Varanasi is widely spoken of as the holiest city of all to the Hindu faithful. Here, the democracy of that faith’s theology – and its contradictions -are evident.
The wide balconies of the Scindhia are the very definition of what American southerners call “a catbird seat,” the perfect spot where one sits just high enough to be un-noticed from below and just enough to the side that you can see faces, not merely the tops of heads. Life on the path and plaza and nearby temples and schools flows as steadily as the river itself.
Directly below to the left, stairs lead down from the heights and continue right on into the river. Next to them is a patch of land that is literally covered in cow dung. When I say literally, I mean literally.

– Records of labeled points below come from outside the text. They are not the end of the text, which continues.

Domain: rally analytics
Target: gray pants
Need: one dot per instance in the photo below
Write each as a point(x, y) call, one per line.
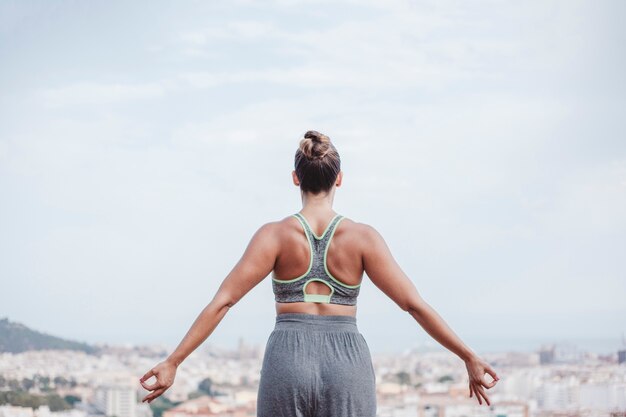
point(316, 366)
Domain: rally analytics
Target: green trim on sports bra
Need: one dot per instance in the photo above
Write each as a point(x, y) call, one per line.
point(285, 281)
point(330, 239)
point(309, 232)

There is an unstructured dung pile that is constantly added to by collecting the dropping of some huge beasts that wander the plaza and nimbly clunk up and down the broad steps. Next to the pile there are rows and rows and rows of carefully shaped and hand-decorated cow-patties, laid out to dry. When dry enough to be sold as fuel, they are as hard as a rock and will burn like a lump of charcoal.
A double decked rowboat – something I have never known to exist – passes up river, powered by one man. A dozen or so men on the upper deck, unshaded from the blistering sun, are happily chanting and and clapping to a complex beat.
On the far shore, a bleak flood plain stretches without shade or mercy for miles in each direction. The group you see in the photo remained there, uncovered to the fire of the day, from late morning until shortly before sundown.